In Times Of Corona, Salman Khan And Varun Dhawan Rap, As Kartik Aaryan Turns Journalist

The need to be more than just an actor has never been felt more urgently. Actors scramble to make the most of this time, producing cloying content with noble intentions
In Times Of Corona, Salman Khan And Varun Dhawan Rap, As Kartik Aaryan Turns Journalist

Musician Ankur Tewari in an interview told us that, given this pandemic scare, artists now need to rethink their strategy- putting all their eggs in one basket is just not the smart thing to do. If you're a live musician, you need to move digital. If you're entirely digital, you need to look for live gigs. If you're an actor… you need to be more than that.

To be fair, most actors have moved beyond acting, becoming brands unto themselves on TikTok and Instagram. But this lockdown has accelerated the need to be more than just one thing. So Hindi cinema's actors have moved into alternative spaces with shoots on hold, scripts frozen, and the future of cinema as a medium cast into an epistemic fog. Salman Khan recently dropped a single. Saif Ali Khan is now a painter. Sonam Kapoor cooks a mean meal. Ayushmann Khurrana and Tahira Kashyap have taken to the written word more seriously. Kartik Aaryan, after a viral response to his Corona monologue has started his own show on his channel, and Varun Dhawan even debuted as a rapper. Their identity as an actor is now hyphenated. 

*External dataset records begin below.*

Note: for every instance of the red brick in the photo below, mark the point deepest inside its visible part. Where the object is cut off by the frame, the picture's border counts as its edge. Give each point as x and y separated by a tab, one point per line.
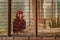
4	38
57	38
48	38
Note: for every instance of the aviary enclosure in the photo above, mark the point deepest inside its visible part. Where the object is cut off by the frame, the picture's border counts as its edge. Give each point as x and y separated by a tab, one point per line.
42	17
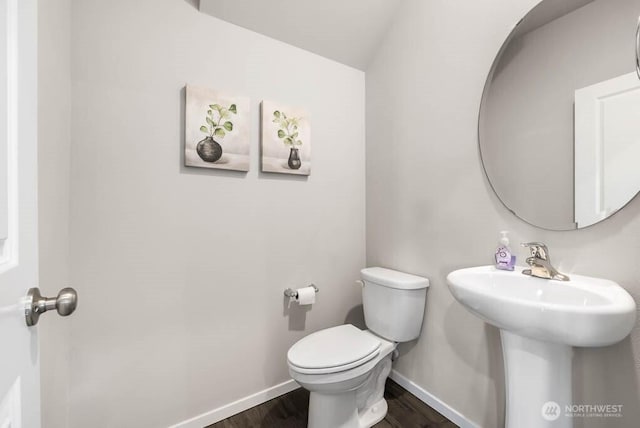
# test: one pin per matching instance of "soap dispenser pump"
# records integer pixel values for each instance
(505, 259)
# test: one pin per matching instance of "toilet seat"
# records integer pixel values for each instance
(333, 350)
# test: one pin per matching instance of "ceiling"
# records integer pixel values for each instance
(347, 31)
(547, 11)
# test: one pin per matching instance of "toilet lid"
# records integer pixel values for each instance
(334, 349)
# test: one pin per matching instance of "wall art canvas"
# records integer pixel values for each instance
(286, 139)
(217, 133)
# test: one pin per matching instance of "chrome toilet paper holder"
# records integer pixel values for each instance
(293, 294)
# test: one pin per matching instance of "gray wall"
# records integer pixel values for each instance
(430, 209)
(528, 134)
(181, 271)
(54, 131)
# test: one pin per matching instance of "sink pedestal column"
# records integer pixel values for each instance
(538, 382)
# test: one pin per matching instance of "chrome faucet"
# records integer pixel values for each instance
(540, 263)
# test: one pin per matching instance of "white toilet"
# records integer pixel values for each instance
(345, 368)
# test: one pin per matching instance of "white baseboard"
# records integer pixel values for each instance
(216, 415)
(432, 401)
(226, 411)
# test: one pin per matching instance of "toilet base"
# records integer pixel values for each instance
(359, 407)
(339, 411)
(373, 414)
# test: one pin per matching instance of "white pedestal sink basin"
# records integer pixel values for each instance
(539, 321)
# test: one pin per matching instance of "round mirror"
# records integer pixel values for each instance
(559, 126)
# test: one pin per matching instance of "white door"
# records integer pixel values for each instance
(19, 363)
(607, 147)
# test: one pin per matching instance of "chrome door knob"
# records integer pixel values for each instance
(65, 303)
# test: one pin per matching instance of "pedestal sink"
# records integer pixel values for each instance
(539, 321)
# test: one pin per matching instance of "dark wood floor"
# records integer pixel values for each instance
(290, 411)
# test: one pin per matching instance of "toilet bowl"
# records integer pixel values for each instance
(345, 368)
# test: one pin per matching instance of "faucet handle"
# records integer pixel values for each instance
(538, 249)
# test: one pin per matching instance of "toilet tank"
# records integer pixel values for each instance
(394, 303)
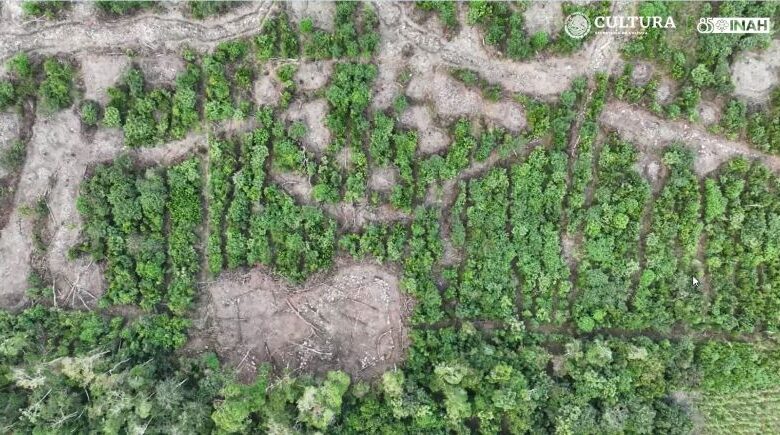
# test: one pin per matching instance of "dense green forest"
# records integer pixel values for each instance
(569, 307)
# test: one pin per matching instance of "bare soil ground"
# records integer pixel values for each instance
(9, 131)
(651, 134)
(152, 32)
(756, 73)
(430, 137)
(351, 319)
(313, 113)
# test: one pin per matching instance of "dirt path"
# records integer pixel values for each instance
(166, 32)
(650, 134)
(545, 77)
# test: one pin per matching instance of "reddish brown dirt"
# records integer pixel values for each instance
(352, 319)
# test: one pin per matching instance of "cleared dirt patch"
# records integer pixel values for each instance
(755, 74)
(431, 139)
(9, 131)
(652, 134)
(313, 114)
(352, 319)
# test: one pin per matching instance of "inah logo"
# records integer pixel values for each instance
(734, 25)
(577, 25)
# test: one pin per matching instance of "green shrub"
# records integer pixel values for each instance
(111, 118)
(90, 113)
(12, 158)
(50, 9)
(56, 89)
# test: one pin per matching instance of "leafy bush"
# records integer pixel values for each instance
(90, 113)
(123, 7)
(56, 88)
(13, 156)
(50, 9)
(201, 9)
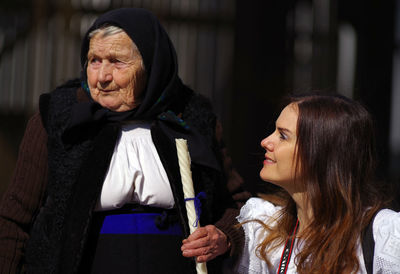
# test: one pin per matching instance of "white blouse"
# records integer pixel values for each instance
(135, 174)
(386, 232)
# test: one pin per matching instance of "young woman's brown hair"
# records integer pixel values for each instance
(334, 163)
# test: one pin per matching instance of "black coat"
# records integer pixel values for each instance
(77, 170)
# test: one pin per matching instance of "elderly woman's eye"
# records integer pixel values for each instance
(94, 60)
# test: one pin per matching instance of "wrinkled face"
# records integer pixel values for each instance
(280, 146)
(115, 72)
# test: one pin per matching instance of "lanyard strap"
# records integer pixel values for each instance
(287, 251)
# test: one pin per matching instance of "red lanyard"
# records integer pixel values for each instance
(287, 251)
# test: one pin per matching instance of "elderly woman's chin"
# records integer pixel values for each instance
(115, 102)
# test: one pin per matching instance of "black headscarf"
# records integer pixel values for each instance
(159, 57)
(164, 90)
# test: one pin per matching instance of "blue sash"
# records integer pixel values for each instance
(138, 223)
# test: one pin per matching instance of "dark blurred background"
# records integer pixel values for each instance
(244, 55)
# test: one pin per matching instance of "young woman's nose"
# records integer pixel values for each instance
(105, 73)
(267, 143)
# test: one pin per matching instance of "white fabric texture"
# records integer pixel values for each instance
(135, 174)
(386, 231)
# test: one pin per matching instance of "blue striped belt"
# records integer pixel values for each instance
(139, 223)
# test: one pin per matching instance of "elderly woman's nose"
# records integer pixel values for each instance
(105, 72)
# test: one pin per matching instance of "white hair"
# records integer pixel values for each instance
(109, 30)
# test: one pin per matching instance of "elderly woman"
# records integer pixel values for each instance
(322, 156)
(97, 187)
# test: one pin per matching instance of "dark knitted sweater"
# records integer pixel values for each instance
(60, 237)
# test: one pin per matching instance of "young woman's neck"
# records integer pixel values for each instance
(304, 210)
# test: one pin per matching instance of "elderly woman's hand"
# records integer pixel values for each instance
(205, 243)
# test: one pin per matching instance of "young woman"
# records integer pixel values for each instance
(322, 156)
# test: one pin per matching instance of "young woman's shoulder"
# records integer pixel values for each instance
(257, 208)
(386, 231)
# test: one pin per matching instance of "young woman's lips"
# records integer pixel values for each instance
(269, 161)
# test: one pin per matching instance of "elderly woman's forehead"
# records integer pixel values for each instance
(109, 32)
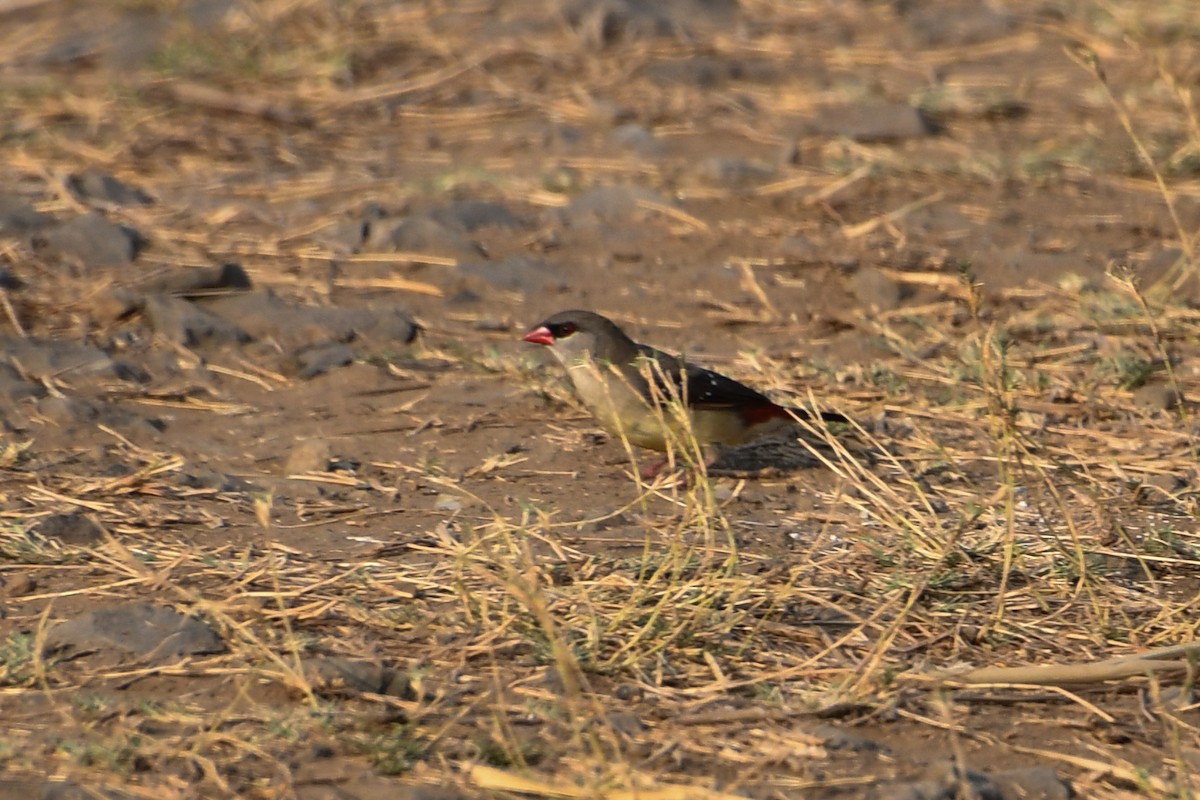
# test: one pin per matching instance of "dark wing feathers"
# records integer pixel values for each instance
(703, 388)
(712, 390)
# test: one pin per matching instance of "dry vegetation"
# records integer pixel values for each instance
(999, 565)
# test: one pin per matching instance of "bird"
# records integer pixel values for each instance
(636, 391)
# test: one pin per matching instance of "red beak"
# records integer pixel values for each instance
(539, 335)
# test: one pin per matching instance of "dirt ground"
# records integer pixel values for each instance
(291, 511)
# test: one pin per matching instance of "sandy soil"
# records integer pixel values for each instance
(420, 570)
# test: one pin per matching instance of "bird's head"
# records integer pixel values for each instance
(580, 335)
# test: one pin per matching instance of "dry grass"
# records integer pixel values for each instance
(1023, 511)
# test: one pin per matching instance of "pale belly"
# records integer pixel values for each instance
(622, 411)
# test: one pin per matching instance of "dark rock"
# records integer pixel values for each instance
(18, 217)
(473, 215)
(73, 411)
(1157, 397)
(91, 240)
(516, 274)
(933, 24)
(603, 23)
(58, 791)
(612, 204)
(732, 172)
(264, 314)
(97, 185)
(873, 122)
(1033, 783)
(876, 290)
(46, 359)
(801, 250)
(204, 477)
(421, 234)
(138, 629)
(636, 138)
(196, 280)
(15, 388)
(345, 235)
(315, 360)
(309, 456)
(353, 677)
(70, 528)
(187, 324)
(19, 585)
(9, 280)
(115, 302)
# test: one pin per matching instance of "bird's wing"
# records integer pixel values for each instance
(675, 377)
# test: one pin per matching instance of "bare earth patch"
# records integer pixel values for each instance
(292, 512)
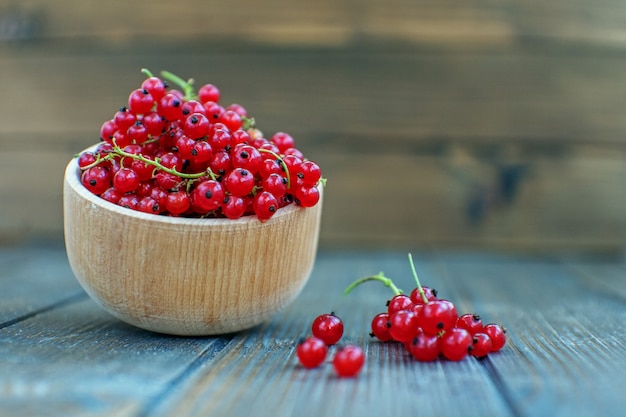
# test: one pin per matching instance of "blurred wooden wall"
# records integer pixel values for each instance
(439, 124)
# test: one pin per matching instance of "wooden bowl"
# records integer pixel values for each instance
(187, 276)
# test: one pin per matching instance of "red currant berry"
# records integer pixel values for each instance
(170, 107)
(209, 92)
(265, 205)
(177, 202)
(399, 302)
(470, 322)
(148, 205)
(328, 327)
(140, 101)
(129, 201)
(124, 118)
(497, 334)
(307, 196)
(349, 361)
(380, 327)
(437, 316)
(425, 347)
(455, 344)
(283, 141)
(239, 182)
(481, 345)
(111, 195)
(207, 196)
(234, 207)
(275, 184)
(126, 180)
(403, 325)
(96, 179)
(196, 126)
(309, 173)
(430, 293)
(311, 352)
(231, 119)
(248, 157)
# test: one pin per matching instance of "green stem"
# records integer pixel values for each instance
(186, 86)
(417, 280)
(387, 282)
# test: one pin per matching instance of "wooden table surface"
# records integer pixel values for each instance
(61, 355)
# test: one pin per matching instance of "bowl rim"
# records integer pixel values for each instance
(72, 179)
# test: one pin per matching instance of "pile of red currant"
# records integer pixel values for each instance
(427, 326)
(178, 152)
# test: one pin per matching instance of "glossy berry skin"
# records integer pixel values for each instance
(455, 344)
(481, 345)
(311, 352)
(399, 302)
(497, 334)
(470, 322)
(403, 325)
(239, 182)
(430, 293)
(437, 316)
(348, 361)
(380, 327)
(425, 347)
(96, 179)
(265, 205)
(328, 327)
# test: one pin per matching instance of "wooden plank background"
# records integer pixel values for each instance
(565, 355)
(483, 124)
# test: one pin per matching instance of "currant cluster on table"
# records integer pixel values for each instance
(178, 152)
(427, 326)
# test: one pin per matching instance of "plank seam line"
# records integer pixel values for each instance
(208, 353)
(501, 386)
(66, 301)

Salman Khan's Pyaar Karona

Salman Khan dropped his 4-minute single, 'Pyaar Karona'. It is part-rap, part-ode to the nation, and part-anthem of self-love. But more than anything, it is an auto-tuned rallying cry to the divided fabric of our country; to be patient, but also to worry (Sabr Karo Na, Fikr Karo Na). 

Khan co-wrote the lyrics with Hussain Dalal (and the Urdu poet Mohammad Iqbal who wrote "Saare Jahan Se Achha", which honestly drops in out of nowhere). Khan's constant Sajid-Wajid composed the music. The monochrome shooting is something most people have taken to; it connotes both gloom and severity. (I am thinking of Bachchan & co-stars short film 'Family', Kartik Aaryan's thumbnail for his Corona monologue on YouTube, and even RGV's song calling the virus an 'Invisible worm' which is drained of all colour except for the yellow of the fire.)

It's sweet, but perhaps wishful, that people consider music to be not just balm, but also a fixer- threading together a broken nation. So might as well be poets of it. As Khan advises, "Ghar pe baithkar shayar bano na." Good or bad, a poet is a poet. 

Kartik Aaryan's Koki Poochega

Kartik Aaryan asks the doctor in Ahmedabad, working on the frontline, if her hospital has a plan for December. The doctor looks confused. Aaryan's reply "December mein bohut deliveries hone wale hain… bachon ki" doesn't help. Cut to, the two of them giggling before discussing the myths that surround the virus. 

That's the tone of Aaryan's YouTube show Koki Poochega, where he turns journalist, asking deep, well-researched questions to healthcare workers, recovering patients, and police-women, in between the gossipy and flirty one-liners. He ends his videos with a quick "Myth or Fact" game where he tries to bust ignorance and be that voice of reason. The doctor mentioned that we are being too communal about a virus that knows no religion. One of the first COVID patients of Gujarat, who got it while chasing the Northern Lights in Finland, spoke about victim-shaming, where people begin to assume you're reckless since you contracted the virus. The police-woman from Madhya Pradesh spoke about her work-hours.  (It isn't entirely blameless though: There is a joke on police brutality which might elicit chuckles, forgetting the actual instances on violence taking place)

Varun Dhawan's Rap

Varun Dhawan recently posted a rap to Prime Minister Modi's speech on the Janta Curfew. While washing hands, jamming his words between shots from Devdas and Teletubbies he urges everyone to stay indoors and not crowd. It's funky, fun, and very questionable. 

He also did a YouTube video with his childhood friend and actress Zoa Morani who was recovering from the virus at the hospital, talking about risks, mitigations, and hope. None of these seem like consistent endeavours like Aaryan's show on YouTube. But it is nonetheless a stab at opportunities they wouldn't have otherwise considered.